Patrick Melrose Novels to be Televised

The Patrick Melrose novels by Edward St Aubyn will be adapted for television in a 5 episode series. Each episode will be devoted to one of the five novels. The satirical humor of these novels is often compared to the work of Evelyn Waugh. Benedict Cumberbatch who recently played Sherlock Holmes in the BBC adaptation, will play the lead role of Patrick. According to an article in The Independent, the series is to be adapted by David Nicholls and co-produced by two cable channels–Showtime and Sky Atlantic. Shooting is expected to begin in late summer. There is a 2012 film adaptation of one of the novels, Mother’s Milk, but it was not particularly successful at securing distribution. It was reviewed in the Guardian. Here’s an excerpt:

Edward St Aubyn has co-written this movie adaptation of his Booker-shortlisted autobiographical novel Mother’s Milk, directed by Gerry Fox. The result looks a bit like television, though it isn’t bad: sparky, boisterous, cynical, a little self-conscious but more grownup and literate than most new British movies. … The humour is brittle, British and throwaway, but with a tang of real poison. There is a sharp cameo from Diana Quick, Patrick’s malicious mother-in-law.

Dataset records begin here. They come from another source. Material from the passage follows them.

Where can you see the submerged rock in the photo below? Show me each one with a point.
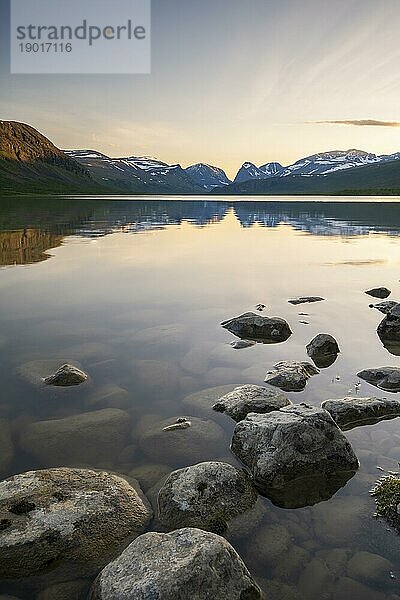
(250, 326)
(182, 565)
(202, 440)
(351, 412)
(387, 497)
(66, 519)
(323, 350)
(250, 399)
(285, 448)
(381, 292)
(207, 495)
(291, 376)
(384, 307)
(203, 400)
(385, 378)
(6, 446)
(389, 328)
(65, 376)
(305, 300)
(241, 344)
(90, 438)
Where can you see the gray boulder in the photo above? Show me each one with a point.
(250, 326)
(188, 564)
(207, 495)
(291, 376)
(65, 376)
(384, 378)
(351, 412)
(286, 449)
(389, 328)
(92, 438)
(305, 300)
(71, 520)
(323, 350)
(250, 398)
(177, 446)
(381, 293)
(384, 307)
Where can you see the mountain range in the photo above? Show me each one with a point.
(29, 162)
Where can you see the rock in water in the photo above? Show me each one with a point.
(384, 307)
(69, 520)
(323, 350)
(305, 300)
(177, 446)
(67, 375)
(351, 412)
(385, 378)
(285, 448)
(256, 327)
(381, 293)
(291, 376)
(92, 438)
(387, 497)
(250, 398)
(389, 328)
(186, 564)
(208, 496)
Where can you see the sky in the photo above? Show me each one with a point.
(231, 81)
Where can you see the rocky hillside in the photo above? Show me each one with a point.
(29, 162)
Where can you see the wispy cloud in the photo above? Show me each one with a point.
(360, 123)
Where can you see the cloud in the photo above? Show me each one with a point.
(360, 123)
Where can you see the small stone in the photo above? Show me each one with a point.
(381, 293)
(250, 326)
(241, 344)
(250, 399)
(291, 376)
(323, 350)
(207, 495)
(384, 378)
(67, 375)
(305, 300)
(187, 563)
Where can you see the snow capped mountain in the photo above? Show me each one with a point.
(323, 163)
(208, 176)
(249, 171)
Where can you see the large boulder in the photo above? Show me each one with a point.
(207, 495)
(380, 293)
(351, 412)
(384, 378)
(291, 375)
(387, 496)
(286, 449)
(323, 349)
(90, 438)
(196, 439)
(188, 564)
(250, 326)
(389, 328)
(250, 398)
(68, 520)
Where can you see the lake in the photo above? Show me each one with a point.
(135, 291)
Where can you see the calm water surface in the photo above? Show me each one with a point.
(88, 280)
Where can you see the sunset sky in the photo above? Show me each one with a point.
(232, 81)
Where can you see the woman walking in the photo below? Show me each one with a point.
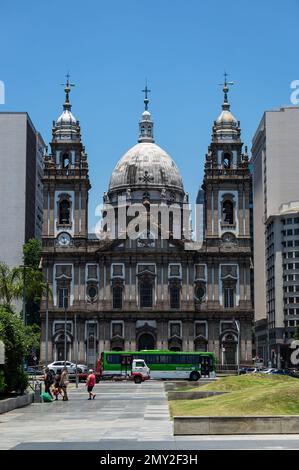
(57, 389)
(64, 381)
(48, 379)
(90, 383)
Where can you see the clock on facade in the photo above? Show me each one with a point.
(64, 239)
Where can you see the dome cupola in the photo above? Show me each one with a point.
(226, 127)
(146, 169)
(66, 127)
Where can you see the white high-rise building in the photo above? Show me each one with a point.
(275, 151)
(21, 192)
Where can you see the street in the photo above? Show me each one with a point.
(123, 416)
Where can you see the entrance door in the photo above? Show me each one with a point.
(229, 354)
(60, 353)
(146, 341)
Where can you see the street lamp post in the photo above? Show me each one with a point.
(47, 322)
(76, 351)
(24, 293)
(238, 345)
(65, 345)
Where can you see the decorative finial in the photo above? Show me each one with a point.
(146, 100)
(67, 89)
(225, 91)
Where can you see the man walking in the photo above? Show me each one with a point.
(64, 381)
(90, 383)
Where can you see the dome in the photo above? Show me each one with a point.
(146, 165)
(66, 117)
(226, 117)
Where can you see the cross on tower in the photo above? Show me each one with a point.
(67, 87)
(146, 100)
(225, 86)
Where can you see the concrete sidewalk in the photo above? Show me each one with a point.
(121, 410)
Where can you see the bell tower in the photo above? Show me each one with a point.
(227, 180)
(66, 181)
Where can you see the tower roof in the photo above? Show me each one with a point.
(146, 124)
(226, 126)
(66, 126)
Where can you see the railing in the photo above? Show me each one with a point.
(230, 368)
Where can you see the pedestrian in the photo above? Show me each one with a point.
(64, 381)
(48, 380)
(90, 383)
(57, 389)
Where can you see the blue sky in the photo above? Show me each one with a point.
(181, 46)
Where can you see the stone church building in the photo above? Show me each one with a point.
(152, 291)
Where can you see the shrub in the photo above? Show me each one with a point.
(13, 334)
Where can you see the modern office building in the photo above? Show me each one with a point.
(21, 206)
(275, 192)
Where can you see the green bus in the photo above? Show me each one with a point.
(163, 364)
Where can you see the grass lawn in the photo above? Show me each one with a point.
(254, 395)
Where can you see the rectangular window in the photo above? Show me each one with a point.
(117, 297)
(63, 297)
(200, 329)
(229, 295)
(146, 295)
(175, 270)
(174, 297)
(117, 270)
(117, 329)
(92, 271)
(200, 271)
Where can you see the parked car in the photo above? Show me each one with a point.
(250, 370)
(268, 371)
(58, 365)
(246, 370)
(33, 371)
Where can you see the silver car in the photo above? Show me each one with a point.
(58, 366)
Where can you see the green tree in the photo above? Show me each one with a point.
(32, 251)
(32, 278)
(296, 334)
(10, 285)
(13, 334)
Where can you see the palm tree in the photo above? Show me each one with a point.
(10, 285)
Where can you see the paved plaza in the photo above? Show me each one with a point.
(122, 416)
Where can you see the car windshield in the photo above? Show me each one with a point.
(139, 364)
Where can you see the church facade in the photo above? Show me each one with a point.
(158, 289)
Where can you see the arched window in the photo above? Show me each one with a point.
(228, 212)
(146, 294)
(117, 297)
(226, 161)
(66, 161)
(64, 212)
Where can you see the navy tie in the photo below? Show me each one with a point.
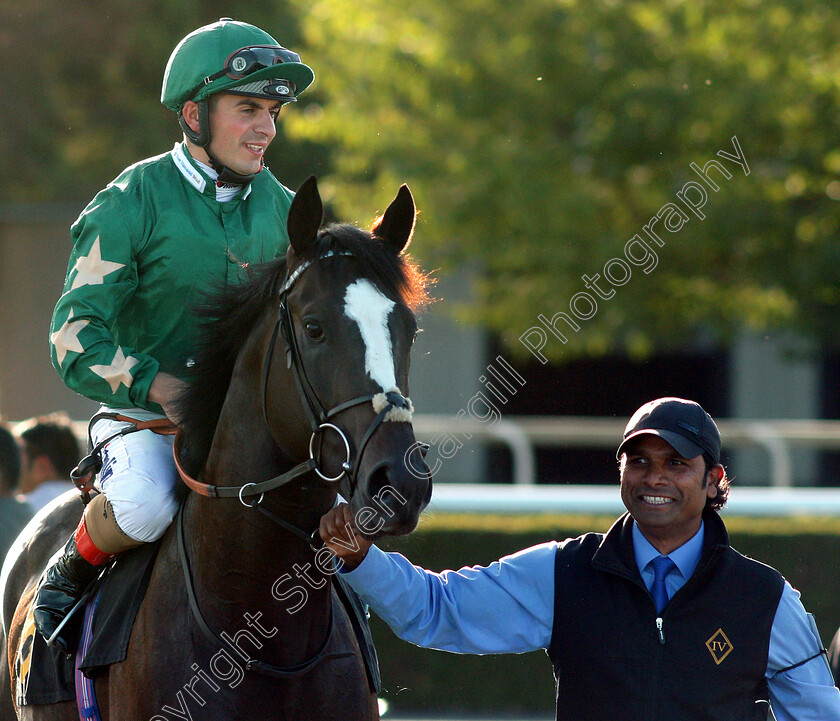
(662, 566)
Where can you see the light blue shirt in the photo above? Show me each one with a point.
(508, 607)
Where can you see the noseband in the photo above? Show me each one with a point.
(391, 405)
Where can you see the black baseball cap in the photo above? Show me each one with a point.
(682, 424)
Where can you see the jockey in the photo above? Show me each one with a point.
(143, 250)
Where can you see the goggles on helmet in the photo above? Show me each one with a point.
(245, 61)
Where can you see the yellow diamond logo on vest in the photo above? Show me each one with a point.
(719, 646)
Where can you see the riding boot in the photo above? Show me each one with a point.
(63, 584)
(96, 541)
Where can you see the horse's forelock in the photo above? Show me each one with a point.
(375, 258)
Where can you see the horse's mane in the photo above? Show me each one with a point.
(227, 316)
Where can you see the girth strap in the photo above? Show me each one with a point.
(250, 665)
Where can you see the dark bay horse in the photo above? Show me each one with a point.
(317, 340)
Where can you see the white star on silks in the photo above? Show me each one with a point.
(91, 269)
(67, 337)
(118, 371)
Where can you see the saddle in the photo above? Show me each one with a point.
(46, 674)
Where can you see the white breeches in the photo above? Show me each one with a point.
(138, 477)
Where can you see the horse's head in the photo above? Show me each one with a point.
(346, 327)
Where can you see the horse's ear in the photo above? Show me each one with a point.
(305, 215)
(397, 224)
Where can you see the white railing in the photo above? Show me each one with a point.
(522, 434)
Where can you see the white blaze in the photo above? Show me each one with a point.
(365, 304)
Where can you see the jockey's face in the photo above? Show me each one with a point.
(241, 129)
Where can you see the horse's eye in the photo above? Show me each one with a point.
(313, 330)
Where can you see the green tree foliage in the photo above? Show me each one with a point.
(539, 137)
(81, 90)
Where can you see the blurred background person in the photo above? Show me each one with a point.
(49, 451)
(14, 513)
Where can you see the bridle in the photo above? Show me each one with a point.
(390, 405)
(321, 419)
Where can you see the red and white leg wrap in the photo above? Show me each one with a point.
(87, 549)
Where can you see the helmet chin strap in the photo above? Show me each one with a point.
(202, 139)
(228, 175)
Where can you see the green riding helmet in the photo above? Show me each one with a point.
(232, 57)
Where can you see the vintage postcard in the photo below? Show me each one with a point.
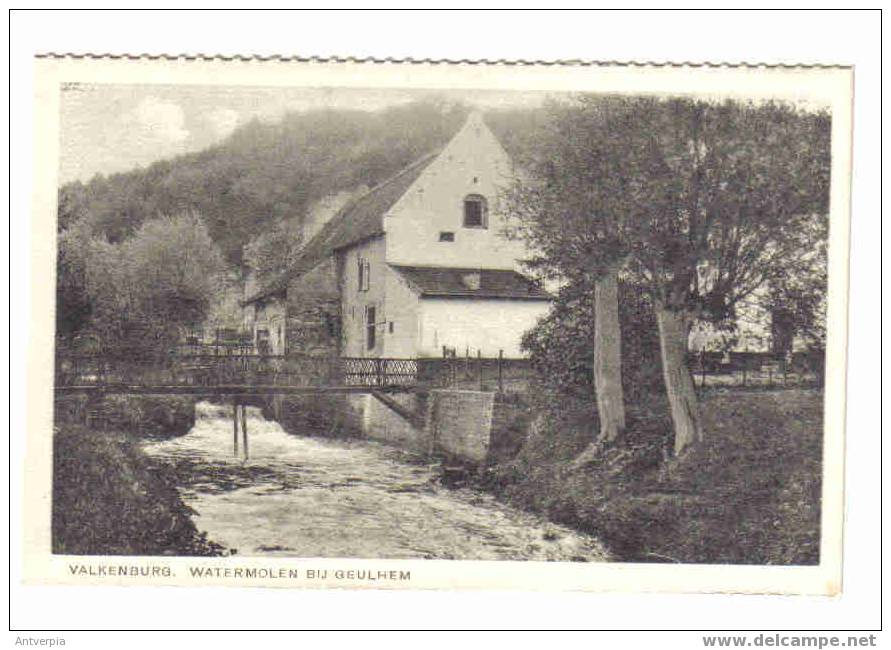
(415, 325)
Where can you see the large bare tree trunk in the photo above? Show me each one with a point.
(679, 387)
(608, 357)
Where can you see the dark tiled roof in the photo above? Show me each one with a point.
(447, 282)
(360, 219)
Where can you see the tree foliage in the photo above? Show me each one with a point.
(701, 204)
(137, 294)
(705, 200)
(264, 172)
(560, 349)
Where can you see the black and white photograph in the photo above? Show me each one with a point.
(319, 325)
(380, 323)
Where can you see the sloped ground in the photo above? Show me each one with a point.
(750, 494)
(108, 499)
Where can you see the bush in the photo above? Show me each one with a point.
(109, 499)
(141, 416)
(749, 494)
(561, 344)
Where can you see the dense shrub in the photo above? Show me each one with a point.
(141, 416)
(561, 345)
(110, 499)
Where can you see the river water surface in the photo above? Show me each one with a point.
(313, 497)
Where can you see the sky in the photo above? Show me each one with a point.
(114, 128)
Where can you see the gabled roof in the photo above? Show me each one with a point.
(359, 220)
(443, 282)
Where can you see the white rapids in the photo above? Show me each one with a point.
(313, 497)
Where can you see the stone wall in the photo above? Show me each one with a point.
(460, 423)
(464, 425)
(383, 423)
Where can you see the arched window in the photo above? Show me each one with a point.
(476, 211)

UPDATE (9 March 2017): The Evening Standard has interviewed novelist David Nicholls who is adapting the Melrose novels for TV. Here is an excerpt:

“The books are very dark, with very adult themes that I could never write about in my own original work. They’re about damaged people, terrible cruelty, coming to terms with an appalling crime and an attempt to find some kind of peace and redemption.” …As a satire on the world of public schools, posh people and parties, the books are often compared to Evelyn Waugh. …“As a dramatist you have to resist the temptation to turn it into aristocrat-bashing.” There was also the delicate issue of how to depict the violent rape of the five-year-old Melrose by his own father. “Certain things you can’t do, moments that are moved off-screen, implied or referred to in retrospect. The focus is very much on the legacy rather than the crime itself,” says Nicholls, who sweetly emails me later to say he’s worrying about spoilers, especially as filming doesn’t start until the summer.

UPDATE 2 (12 March 2017): Today’s New York Times Book Review added this to the discussion in its “Open Book” column:

In The Times, Michiko Kakutani wrote about St. Aubyn’s “remarkable” series: “The books are written with an utterly idiosyncratic combination of emotional precision, crystalline observation and black humor, as if one of Evelyn Waugh’s wicked satires about British aristos had been mashed up with a searing memoir of abuse and addiction, and injected with Proustian meditations on the workings of memory and time.”